Established in 1854, Fort Craig was a frontier outpost in present-day Socorro County near the Rio Grande. During the Civil War, Union troops stationed there fought in the February 1862 Battle of Valverde, a Confederate victory that presaged the more famous clash at Glorieta Pass that March.

After the war, Buffalo Soldiers staffed the fort, helping to protect settlers against Indian raids. By 1885, the fort was abandoned.

In 2004 archaeologists with the U.S. Bureau of Reclamation—which manages the fort’s cemetery—got a tip that Vietnam veteran and former Air National Guard pilot Dee Brecheisen had repeatedly stolen human remains. Don Alberts, a retired Air Force historian, told authorities he had seen a mummified Buffalo Soldier in Brecheisen’s house decades earlier.

By the time the investigation was launched, however, Brecheisen had died, leaving behind what reclamation archaeologist Mark Hungerford calls a “looters’ paradise,” with Civil War- era artifacts lining Brecheisen’s driveway and gardens. Still, investigators quickly discerned that Brecheisen had divested some of his most valuable acquisitions before his death.

Only the skull remained of the purported Buffalo Soldier skeleton—its curly black hair eerily intact—and the body has yet to be recovered. Unfortunately, the macabre criminal case was dropped after Brecheisen’s death.

Before formal digging, the agency commissioned a ground-penetrating radar study to find other bodies and found 251 coffins with human remains.

The agency began more invasive excavations between August and October 2007, exhuming 67 intact or near-intact bodies—39 men (some with uniforms still visible), two women and 26 infants or small children. Archaeologists also found widespread evidence of looting and desecration, including plastic bags and soda cans tossed inside the coffins. Most bodies from Valverde were gone—thought to be disinterred by the U.S. Army in the late 19th century or simply stolen.

“The looter’s technique would best be described as sloppy,” says Jeffery Hanson, a reclamation archaeologist. “It was basically metal detecting, taking a shovel, digging in the ground, getting what he wanted, throwing what he didn’t want back into the coffin, and then he was off to the next one.”

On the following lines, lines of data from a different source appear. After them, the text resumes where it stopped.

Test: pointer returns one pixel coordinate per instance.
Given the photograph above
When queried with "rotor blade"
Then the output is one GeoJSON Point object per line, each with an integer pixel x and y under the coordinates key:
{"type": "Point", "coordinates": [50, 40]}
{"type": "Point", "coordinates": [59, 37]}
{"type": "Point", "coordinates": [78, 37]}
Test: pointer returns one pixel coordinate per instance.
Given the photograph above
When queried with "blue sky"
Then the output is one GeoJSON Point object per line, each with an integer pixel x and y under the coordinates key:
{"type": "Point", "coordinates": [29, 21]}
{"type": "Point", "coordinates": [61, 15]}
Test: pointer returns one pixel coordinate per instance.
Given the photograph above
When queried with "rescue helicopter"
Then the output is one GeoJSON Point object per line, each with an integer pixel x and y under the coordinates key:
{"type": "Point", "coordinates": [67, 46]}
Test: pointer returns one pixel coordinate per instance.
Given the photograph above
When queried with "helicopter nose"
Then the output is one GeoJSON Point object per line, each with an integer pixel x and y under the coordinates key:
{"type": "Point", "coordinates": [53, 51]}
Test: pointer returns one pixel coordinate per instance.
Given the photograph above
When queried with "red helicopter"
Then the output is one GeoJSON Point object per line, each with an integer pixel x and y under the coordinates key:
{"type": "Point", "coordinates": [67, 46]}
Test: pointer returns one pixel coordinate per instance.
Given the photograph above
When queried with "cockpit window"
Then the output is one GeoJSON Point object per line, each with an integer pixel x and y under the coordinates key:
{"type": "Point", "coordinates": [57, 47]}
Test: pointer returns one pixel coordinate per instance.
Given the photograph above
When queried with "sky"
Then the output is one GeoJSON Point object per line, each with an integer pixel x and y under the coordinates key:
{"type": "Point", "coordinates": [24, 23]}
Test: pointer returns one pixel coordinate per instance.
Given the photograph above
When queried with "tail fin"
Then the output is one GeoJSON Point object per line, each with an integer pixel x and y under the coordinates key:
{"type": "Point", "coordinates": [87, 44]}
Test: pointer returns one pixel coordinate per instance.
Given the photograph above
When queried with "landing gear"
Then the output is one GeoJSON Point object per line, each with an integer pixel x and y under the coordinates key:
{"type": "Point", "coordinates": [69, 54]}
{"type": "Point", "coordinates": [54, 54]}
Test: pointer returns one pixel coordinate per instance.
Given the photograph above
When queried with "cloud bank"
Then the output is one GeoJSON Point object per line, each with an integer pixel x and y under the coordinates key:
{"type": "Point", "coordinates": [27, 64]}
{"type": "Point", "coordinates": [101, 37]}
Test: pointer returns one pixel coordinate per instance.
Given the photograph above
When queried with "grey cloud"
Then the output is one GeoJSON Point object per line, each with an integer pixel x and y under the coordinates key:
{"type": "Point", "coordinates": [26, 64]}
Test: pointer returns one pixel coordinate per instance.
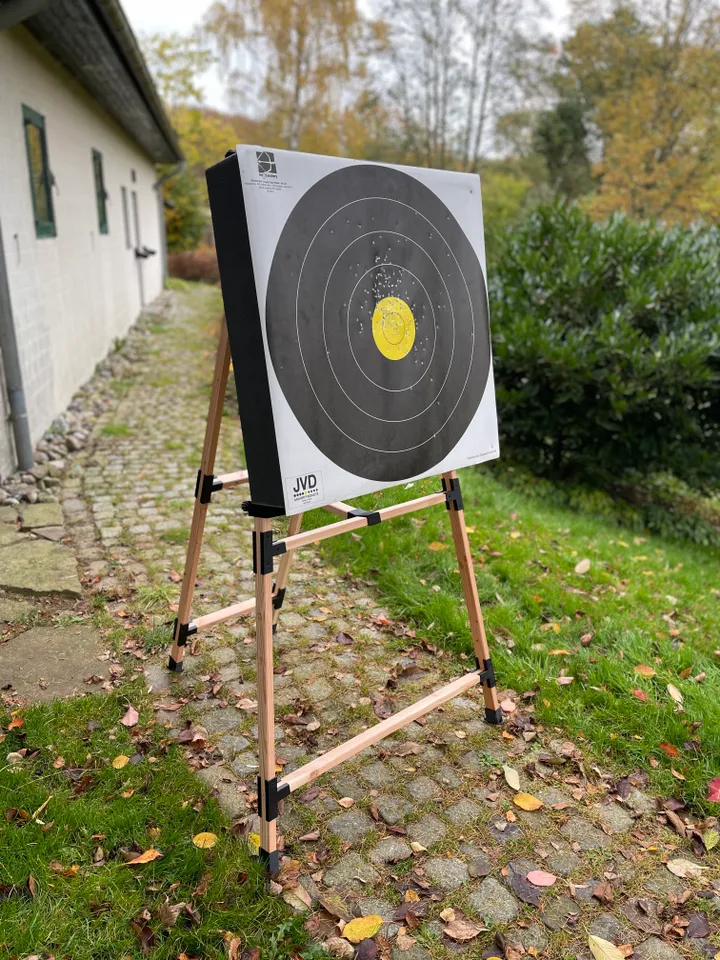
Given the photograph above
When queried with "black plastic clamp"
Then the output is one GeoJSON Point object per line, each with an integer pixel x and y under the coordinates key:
{"type": "Point", "coordinates": [274, 793]}
{"type": "Point", "coordinates": [210, 484]}
{"type": "Point", "coordinates": [372, 516]}
{"type": "Point", "coordinates": [453, 494]}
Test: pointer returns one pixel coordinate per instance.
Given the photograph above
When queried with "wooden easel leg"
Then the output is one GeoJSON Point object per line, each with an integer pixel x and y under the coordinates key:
{"type": "Point", "coordinates": [493, 712]}
{"type": "Point", "coordinates": [267, 780]}
{"type": "Point", "coordinates": [202, 500]}
{"type": "Point", "coordinates": [284, 570]}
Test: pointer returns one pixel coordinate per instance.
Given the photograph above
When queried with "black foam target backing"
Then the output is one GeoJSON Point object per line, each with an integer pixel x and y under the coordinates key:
{"type": "Point", "coordinates": [377, 322]}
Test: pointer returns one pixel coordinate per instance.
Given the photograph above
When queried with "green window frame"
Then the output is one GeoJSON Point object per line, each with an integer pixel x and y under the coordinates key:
{"type": "Point", "coordinates": [41, 179]}
{"type": "Point", "coordinates": [100, 193]}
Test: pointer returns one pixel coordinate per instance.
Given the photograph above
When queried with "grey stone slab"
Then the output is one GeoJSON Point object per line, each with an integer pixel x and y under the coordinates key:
{"type": "Point", "coordinates": [559, 911]}
{"type": "Point", "coordinates": [422, 789]}
{"type": "Point", "coordinates": [351, 874]}
{"type": "Point", "coordinates": [448, 873]}
{"type": "Point", "coordinates": [393, 809]}
{"type": "Point", "coordinates": [588, 837]}
{"type": "Point", "coordinates": [391, 850]}
{"type": "Point", "coordinates": [351, 826]}
{"type": "Point", "coordinates": [427, 830]}
{"type": "Point", "coordinates": [42, 515]}
{"type": "Point", "coordinates": [493, 903]}
{"type": "Point", "coordinates": [39, 567]}
{"type": "Point", "coordinates": [655, 949]}
{"type": "Point", "coordinates": [462, 813]}
{"type": "Point", "coordinates": [44, 663]}
{"type": "Point", "coordinates": [612, 816]}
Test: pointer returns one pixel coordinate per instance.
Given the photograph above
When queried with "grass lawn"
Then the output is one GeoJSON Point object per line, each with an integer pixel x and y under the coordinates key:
{"type": "Point", "coordinates": [71, 821]}
{"type": "Point", "coordinates": [646, 615]}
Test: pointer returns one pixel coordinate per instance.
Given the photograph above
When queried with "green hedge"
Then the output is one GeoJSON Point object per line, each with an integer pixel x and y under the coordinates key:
{"type": "Point", "coordinates": [606, 339]}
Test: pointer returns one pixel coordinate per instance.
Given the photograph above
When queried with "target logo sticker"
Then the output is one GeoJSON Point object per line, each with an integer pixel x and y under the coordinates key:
{"type": "Point", "coordinates": [304, 489]}
{"type": "Point", "coordinates": [266, 163]}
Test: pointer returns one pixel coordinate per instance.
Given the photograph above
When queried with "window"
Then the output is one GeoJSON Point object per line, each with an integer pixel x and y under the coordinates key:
{"type": "Point", "coordinates": [126, 218]}
{"type": "Point", "coordinates": [100, 195]}
{"type": "Point", "coordinates": [40, 176]}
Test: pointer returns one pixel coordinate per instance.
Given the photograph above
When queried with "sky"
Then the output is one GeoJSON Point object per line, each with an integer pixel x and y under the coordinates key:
{"type": "Point", "coordinates": [167, 16]}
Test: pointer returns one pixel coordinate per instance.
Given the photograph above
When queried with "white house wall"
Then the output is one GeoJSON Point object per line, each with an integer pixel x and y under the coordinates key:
{"type": "Point", "coordinates": [73, 294]}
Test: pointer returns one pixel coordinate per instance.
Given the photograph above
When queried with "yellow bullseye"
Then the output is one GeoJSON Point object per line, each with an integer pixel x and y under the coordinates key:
{"type": "Point", "coordinates": [393, 328]}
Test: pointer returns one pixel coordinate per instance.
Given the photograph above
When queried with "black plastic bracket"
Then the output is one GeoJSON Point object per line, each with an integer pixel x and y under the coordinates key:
{"type": "Point", "coordinates": [183, 631]}
{"type": "Point", "coordinates": [274, 793]}
{"type": "Point", "coordinates": [453, 494]}
{"type": "Point", "coordinates": [372, 516]}
{"type": "Point", "coordinates": [272, 860]}
{"type": "Point", "coordinates": [210, 484]}
{"type": "Point", "coordinates": [254, 509]}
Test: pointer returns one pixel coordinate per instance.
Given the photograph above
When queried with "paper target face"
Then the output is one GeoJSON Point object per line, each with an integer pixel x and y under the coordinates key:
{"type": "Point", "coordinates": [373, 304]}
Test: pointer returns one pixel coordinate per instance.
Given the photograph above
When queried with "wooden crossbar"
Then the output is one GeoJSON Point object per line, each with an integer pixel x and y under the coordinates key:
{"type": "Point", "coordinates": [310, 771]}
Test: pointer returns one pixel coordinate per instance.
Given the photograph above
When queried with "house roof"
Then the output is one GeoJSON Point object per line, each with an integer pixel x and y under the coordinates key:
{"type": "Point", "coordinates": [93, 41]}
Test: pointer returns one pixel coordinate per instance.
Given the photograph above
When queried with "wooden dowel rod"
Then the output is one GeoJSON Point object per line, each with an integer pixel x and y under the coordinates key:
{"type": "Point", "coordinates": [354, 523]}
{"type": "Point", "coordinates": [233, 479]}
{"type": "Point", "coordinates": [310, 771]}
{"type": "Point", "coordinates": [227, 613]}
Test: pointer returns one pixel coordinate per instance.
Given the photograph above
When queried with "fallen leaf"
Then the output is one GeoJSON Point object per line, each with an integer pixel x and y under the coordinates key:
{"type": "Point", "coordinates": [604, 950]}
{"type": "Point", "coordinates": [462, 930]}
{"type": "Point", "coordinates": [130, 718]}
{"type": "Point", "coordinates": [644, 671]}
{"type": "Point", "coordinates": [512, 777]}
{"type": "Point", "coordinates": [684, 868]}
{"type": "Point", "coordinates": [362, 928]}
{"type": "Point", "coordinates": [205, 840]}
{"type": "Point", "coordinates": [145, 857]}
{"type": "Point", "coordinates": [541, 879]}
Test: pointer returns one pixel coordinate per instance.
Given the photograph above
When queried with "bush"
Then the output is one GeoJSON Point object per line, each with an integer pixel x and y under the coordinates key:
{"type": "Point", "coordinates": [200, 264]}
{"type": "Point", "coordinates": [607, 348]}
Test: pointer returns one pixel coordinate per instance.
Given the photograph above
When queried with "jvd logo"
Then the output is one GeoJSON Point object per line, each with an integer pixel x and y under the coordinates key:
{"type": "Point", "coordinates": [304, 485]}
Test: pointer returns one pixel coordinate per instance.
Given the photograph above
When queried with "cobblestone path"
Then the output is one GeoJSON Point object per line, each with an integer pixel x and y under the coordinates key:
{"type": "Point", "coordinates": [424, 823]}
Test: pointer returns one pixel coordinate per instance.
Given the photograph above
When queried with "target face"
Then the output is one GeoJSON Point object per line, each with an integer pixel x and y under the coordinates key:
{"type": "Point", "coordinates": [373, 304]}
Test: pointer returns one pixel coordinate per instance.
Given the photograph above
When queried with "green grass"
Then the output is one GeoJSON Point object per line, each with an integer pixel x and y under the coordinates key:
{"type": "Point", "coordinates": [95, 817]}
{"type": "Point", "coordinates": [116, 430]}
{"type": "Point", "coordinates": [645, 602]}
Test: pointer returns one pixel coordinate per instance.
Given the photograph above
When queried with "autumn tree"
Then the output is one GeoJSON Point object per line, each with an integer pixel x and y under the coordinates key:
{"type": "Point", "coordinates": [300, 66]}
{"type": "Point", "coordinates": [649, 77]}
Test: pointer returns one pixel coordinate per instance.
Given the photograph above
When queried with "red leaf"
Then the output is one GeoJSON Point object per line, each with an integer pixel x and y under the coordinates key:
{"type": "Point", "coordinates": [714, 790]}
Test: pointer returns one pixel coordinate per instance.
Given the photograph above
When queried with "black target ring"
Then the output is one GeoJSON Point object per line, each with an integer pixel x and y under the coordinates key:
{"type": "Point", "coordinates": [366, 235]}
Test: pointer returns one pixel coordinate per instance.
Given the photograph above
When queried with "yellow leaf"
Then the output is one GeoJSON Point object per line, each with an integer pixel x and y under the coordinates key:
{"type": "Point", "coordinates": [604, 950]}
{"type": "Point", "coordinates": [205, 840]}
{"type": "Point", "coordinates": [146, 857]}
{"type": "Point", "coordinates": [362, 928]}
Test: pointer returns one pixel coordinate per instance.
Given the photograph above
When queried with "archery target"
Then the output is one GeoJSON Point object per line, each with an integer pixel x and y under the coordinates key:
{"type": "Point", "coordinates": [373, 303]}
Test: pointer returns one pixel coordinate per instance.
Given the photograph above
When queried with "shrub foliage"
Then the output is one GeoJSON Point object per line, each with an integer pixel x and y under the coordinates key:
{"type": "Point", "coordinates": [607, 348]}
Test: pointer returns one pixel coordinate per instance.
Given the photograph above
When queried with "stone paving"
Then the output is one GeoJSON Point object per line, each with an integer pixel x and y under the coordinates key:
{"type": "Point", "coordinates": [423, 829]}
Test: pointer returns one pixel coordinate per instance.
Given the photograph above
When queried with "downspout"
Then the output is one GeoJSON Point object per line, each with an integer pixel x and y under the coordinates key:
{"type": "Point", "coordinates": [157, 186]}
{"type": "Point", "coordinates": [13, 373]}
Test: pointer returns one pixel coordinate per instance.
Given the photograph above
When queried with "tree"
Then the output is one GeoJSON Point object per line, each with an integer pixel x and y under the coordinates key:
{"type": "Point", "coordinates": [454, 66]}
{"type": "Point", "coordinates": [650, 78]}
{"type": "Point", "coordinates": [560, 137]}
{"type": "Point", "coordinates": [300, 64]}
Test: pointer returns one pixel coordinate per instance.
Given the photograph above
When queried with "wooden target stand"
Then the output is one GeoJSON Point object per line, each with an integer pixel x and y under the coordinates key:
{"type": "Point", "coordinates": [269, 597]}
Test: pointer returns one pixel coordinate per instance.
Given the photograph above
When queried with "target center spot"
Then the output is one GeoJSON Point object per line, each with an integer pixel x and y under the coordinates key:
{"type": "Point", "coordinates": [393, 327]}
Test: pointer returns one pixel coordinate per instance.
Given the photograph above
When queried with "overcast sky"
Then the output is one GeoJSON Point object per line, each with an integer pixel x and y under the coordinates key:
{"type": "Point", "coordinates": [166, 16]}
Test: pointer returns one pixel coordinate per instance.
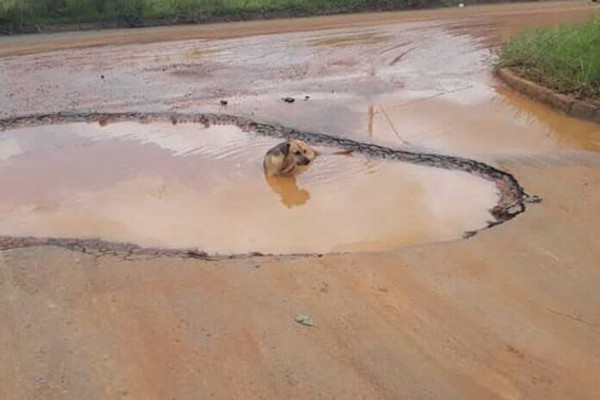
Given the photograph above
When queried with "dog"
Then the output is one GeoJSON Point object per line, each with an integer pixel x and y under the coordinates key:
{"type": "Point", "coordinates": [288, 158]}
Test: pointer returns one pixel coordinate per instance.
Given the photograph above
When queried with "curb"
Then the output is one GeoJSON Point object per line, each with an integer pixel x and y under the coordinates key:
{"type": "Point", "coordinates": [565, 103]}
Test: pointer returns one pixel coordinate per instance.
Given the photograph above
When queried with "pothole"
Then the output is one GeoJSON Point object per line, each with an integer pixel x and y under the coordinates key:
{"type": "Point", "coordinates": [162, 184]}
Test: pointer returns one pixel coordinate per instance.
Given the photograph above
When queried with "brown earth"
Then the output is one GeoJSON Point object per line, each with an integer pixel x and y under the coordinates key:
{"type": "Point", "coordinates": [509, 314]}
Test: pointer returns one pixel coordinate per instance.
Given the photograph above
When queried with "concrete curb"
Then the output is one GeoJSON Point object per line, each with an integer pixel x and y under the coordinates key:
{"type": "Point", "coordinates": [567, 104]}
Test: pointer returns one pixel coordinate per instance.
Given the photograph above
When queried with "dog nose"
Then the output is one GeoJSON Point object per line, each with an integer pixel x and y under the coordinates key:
{"type": "Point", "coordinates": [304, 161]}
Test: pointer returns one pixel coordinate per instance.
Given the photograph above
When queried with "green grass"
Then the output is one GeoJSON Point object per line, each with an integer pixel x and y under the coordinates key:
{"type": "Point", "coordinates": [21, 15]}
{"type": "Point", "coordinates": [565, 58]}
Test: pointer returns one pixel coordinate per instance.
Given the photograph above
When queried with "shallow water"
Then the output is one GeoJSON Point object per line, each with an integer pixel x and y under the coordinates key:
{"type": "Point", "coordinates": [184, 185]}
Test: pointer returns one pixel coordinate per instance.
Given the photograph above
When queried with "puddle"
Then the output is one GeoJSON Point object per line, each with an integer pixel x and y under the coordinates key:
{"type": "Point", "coordinates": [179, 186]}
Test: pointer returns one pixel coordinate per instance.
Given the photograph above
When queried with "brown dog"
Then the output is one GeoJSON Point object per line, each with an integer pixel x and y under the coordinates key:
{"type": "Point", "coordinates": [288, 158]}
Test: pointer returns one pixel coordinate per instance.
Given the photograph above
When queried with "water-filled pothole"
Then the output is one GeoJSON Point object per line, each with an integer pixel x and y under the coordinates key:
{"type": "Point", "coordinates": [181, 186]}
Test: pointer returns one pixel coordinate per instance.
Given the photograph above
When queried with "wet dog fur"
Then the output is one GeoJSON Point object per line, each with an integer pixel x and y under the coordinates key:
{"type": "Point", "coordinates": [288, 158]}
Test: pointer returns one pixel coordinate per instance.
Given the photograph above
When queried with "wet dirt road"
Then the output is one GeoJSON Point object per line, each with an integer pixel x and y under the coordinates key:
{"type": "Point", "coordinates": [509, 314]}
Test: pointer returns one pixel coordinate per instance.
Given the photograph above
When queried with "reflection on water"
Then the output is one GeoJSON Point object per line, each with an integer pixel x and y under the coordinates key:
{"type": "Point", "coordinates": [184, 185]}
{"type": "Point", "coordinates": [287, 189]}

Scientists are now studying the remains, which will be reburied at appropriate family plots—if next of kin can be established—or at national cemeteries. Archaeologists will continue to educate the public about the impact of looting on historic sites. “We are getting looted to death,” Hanson says. “Looting is big business. We have to have people willing to say that they’ll enforce antiquities laws and put people in jail for this kind of crime.”